For counties such as Chester that are undergoing record-pace development, a shortage of planners could not come at a worse time. In Pennsylvania and New Jersey, state lawmakers have turned up the heat on municipalities to manage their growth more wisely. Yet the experts needed to guide them are increasingly hard to find.

County planners have no power to dictate how land is used by townships and boroughs. They are advisers, providing the know-how that most local officials lack but that is critical to development decisions. Will a new shopping mall jam the streets with traffic three towns away? Will paving a farm for an office complex send pollutants into a nearby stream?

Getting answers to such questions is taking longer than ever. The delays play havoc with projects ranging from farmland preservation to neighborhood revitalization.

In Bucks County, many developments for older adults are being approved by municipalities and built before the county Planning Commission - spread thin by four vacancies - has been able to research their impact on the housing market.

"I wish we could be leaders on planning issues," said Lynn Bush, county planning director. But with such a short staff, "we can't be."

In Montgomery County

In Montgomery County, seven municipalities want to join forces to design a regional-growth plan - a strategy encouraged by state officials to prevent haphazard sprawl. They have been told that, if they want county guidance, they will have to wait."[Local officials] said, `We're all ready to go,' and we were like, `Well, we don't have anyone available to help you,'" county planner Mike Stokes said.

Stokes vowed to do some adjusting among his staff of 32 to overcome five vacancies and accommodate the communities.

Waning interest in public service, the lure of the private sector, university budget crunches - all have conspired to drain the planner pool, estimated at 60,000 nationwide.

Recruiting planners is an especially tough sell in Pennsylvania, where the pay is among the lowest in the country, according to a 1998 salary survey conducted by the American Planning Association.

In the commonwealth, the median salary for a planner with less than five years' experience was $28,500 - compared with $38,200 in New Jersey, $37,200 in Texas, $36,900 in California and $35,000 in Oregon.
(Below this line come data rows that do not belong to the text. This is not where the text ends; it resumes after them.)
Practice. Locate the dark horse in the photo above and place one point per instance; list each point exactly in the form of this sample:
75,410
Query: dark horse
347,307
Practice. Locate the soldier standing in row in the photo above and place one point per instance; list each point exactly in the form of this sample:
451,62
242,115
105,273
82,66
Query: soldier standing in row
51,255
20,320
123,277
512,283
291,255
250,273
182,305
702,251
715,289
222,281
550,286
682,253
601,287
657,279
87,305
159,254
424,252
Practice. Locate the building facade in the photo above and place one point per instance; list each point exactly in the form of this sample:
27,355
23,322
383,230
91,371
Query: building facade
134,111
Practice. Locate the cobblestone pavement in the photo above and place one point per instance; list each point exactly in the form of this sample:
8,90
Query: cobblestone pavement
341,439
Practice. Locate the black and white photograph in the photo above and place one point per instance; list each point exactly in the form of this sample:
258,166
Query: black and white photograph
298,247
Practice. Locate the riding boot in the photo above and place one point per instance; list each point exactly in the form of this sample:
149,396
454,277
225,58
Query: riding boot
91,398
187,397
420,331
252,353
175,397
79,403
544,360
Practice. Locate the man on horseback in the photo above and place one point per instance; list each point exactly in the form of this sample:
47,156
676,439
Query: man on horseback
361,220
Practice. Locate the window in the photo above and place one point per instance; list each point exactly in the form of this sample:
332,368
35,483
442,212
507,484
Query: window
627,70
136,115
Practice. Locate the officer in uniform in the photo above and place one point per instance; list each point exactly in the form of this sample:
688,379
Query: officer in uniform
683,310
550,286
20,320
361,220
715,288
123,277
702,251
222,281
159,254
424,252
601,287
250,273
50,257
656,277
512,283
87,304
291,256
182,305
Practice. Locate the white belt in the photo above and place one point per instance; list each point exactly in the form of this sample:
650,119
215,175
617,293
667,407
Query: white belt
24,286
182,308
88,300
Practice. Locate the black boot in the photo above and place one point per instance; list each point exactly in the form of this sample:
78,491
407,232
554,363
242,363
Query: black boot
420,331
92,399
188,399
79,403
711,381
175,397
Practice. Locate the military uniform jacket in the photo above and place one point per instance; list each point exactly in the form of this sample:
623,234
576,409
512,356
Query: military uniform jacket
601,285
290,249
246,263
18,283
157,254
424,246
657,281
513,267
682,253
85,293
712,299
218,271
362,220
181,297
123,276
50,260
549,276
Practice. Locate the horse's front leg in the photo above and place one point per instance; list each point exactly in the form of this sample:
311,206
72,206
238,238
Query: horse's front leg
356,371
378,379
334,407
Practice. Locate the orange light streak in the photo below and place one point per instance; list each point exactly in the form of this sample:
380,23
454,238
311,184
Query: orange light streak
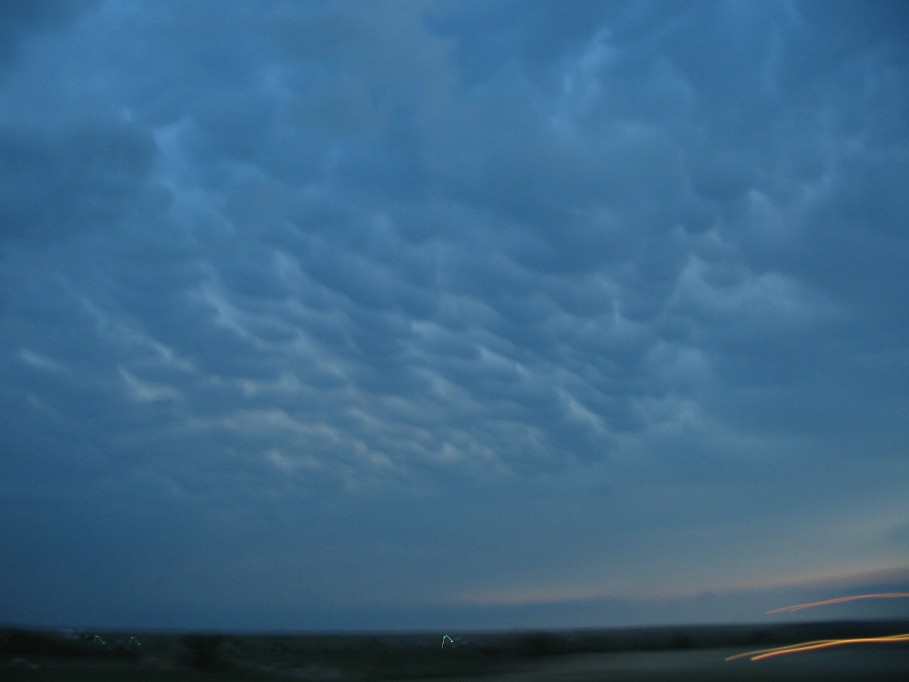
761,654
799,607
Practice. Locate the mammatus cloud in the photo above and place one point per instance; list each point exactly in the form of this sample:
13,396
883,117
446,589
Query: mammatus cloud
415,305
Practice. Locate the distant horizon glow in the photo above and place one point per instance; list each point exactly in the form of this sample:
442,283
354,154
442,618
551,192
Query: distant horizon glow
840,600
463,314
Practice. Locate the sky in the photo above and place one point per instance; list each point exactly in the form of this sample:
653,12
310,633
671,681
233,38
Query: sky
482,314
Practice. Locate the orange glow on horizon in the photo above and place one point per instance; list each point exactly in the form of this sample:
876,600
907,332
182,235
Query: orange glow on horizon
839,600
761,654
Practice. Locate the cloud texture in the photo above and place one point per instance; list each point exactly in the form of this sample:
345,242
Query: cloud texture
336,314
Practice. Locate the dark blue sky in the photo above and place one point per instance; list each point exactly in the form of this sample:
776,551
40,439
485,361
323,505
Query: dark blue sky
364,315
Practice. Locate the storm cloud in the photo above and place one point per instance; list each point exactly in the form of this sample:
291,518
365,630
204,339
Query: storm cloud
344,315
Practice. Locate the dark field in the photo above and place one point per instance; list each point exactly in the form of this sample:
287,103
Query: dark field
678,653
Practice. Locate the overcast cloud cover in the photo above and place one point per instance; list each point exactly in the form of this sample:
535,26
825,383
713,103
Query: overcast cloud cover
359,315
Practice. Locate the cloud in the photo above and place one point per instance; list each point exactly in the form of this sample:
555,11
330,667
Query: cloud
372,290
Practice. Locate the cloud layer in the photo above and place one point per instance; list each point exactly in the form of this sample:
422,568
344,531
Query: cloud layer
325,308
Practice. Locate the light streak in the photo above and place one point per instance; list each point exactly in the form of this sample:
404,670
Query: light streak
761,654
839,600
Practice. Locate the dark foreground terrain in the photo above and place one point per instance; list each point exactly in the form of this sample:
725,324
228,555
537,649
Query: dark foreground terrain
644,654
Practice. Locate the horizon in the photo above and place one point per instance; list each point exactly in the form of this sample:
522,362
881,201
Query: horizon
453,314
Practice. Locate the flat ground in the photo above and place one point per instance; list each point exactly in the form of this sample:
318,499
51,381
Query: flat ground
638,655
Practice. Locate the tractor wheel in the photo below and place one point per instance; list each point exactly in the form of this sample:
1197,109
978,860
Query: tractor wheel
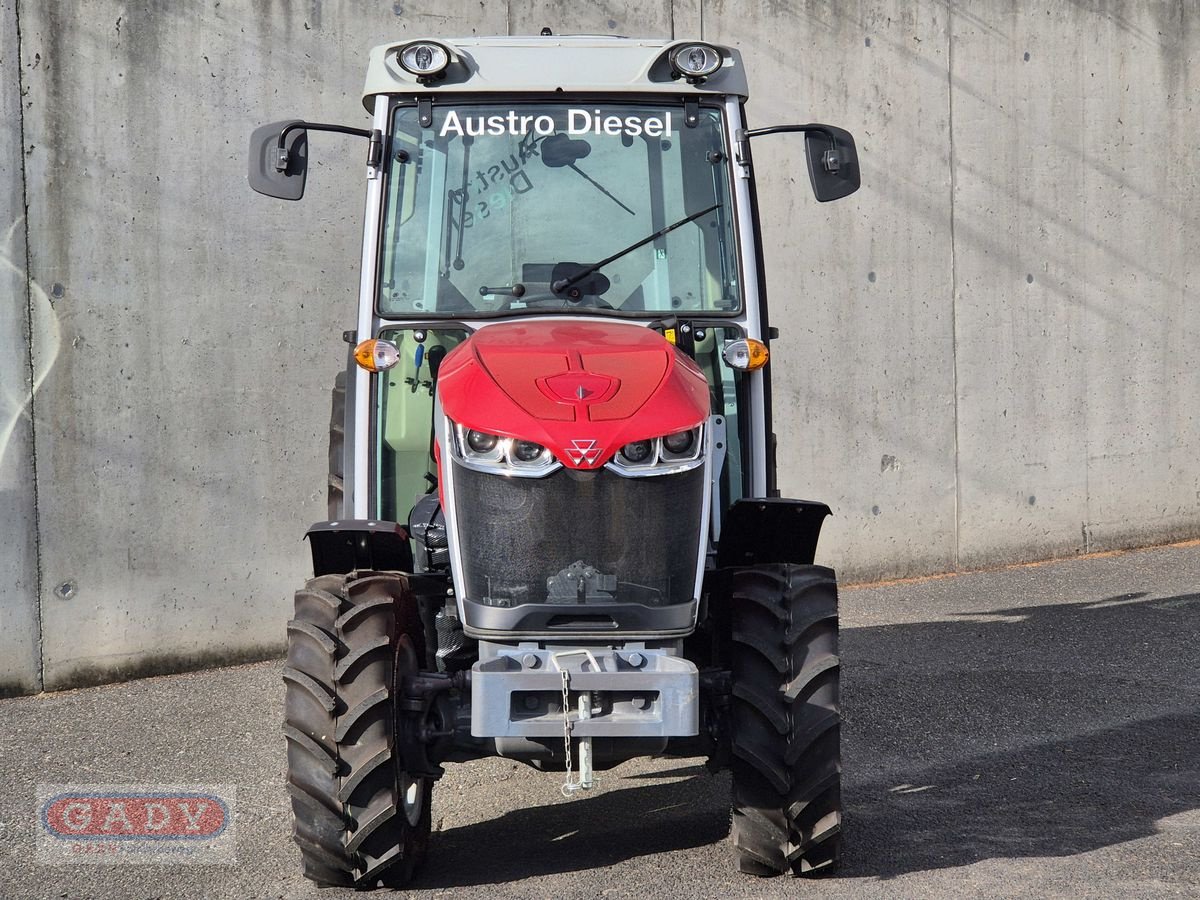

The survey found that planners working for law firms, developers and consultants typically made $56,000 to $82,000 a year.

"No matter how intent [Gov. Tom Ridge] and his administration are in bringing more professional insight to land use and growth, with it has to come a recognition by the counties and municipalities that competence is going to be more expensive," said James DeAngelis, a planner and associate professor at the University of Pittsburgh.

In New Jersey, planners are slightly more abundant, though still a precious commodity. Not only are salaries higher there, the requirements for state licensing are looser. Anyone can sit for the test and, if he or she passes, be called a planner.

To wear the title of planner in Pennsylvania, a person must have a master's degree in planning and must have credentials from the American Institute of Certified Planners.

Planning programs slip

It is odd that, in a state with such lofty educational requirements, degree programs for planners have just about dried up. Pennsylvania State University eliminated its public-planning curriculum about a decade ago; the University of Pittsburgh two years ago. The University of Pennsylvania has the only accredited planning program in the state. Many New Jersey agencies pull from Rutgers School of Planning and Public Policy in New Brunswick, as well as from Penn.

Public planning hasn't been a hot job since President John F. Kennedy rallied Americans to think about what they could do for their country, a mood that survived into the 1970s in the environmental movement.

Back then, Penn State and Pitt generated a steady stream of planning graduates, many of them trained in local-development law and eager to take county planning jobs in the state. At the peak of its program, Pitt graduated 40 planners a year.

Meeting the standards of state accreditation - high staffing levels, for instance - was costly, however. What's more, interest was seriously off. By the time Pitt folded its program, the graduating class totaled 15 students, according to associate professor DeAngelis.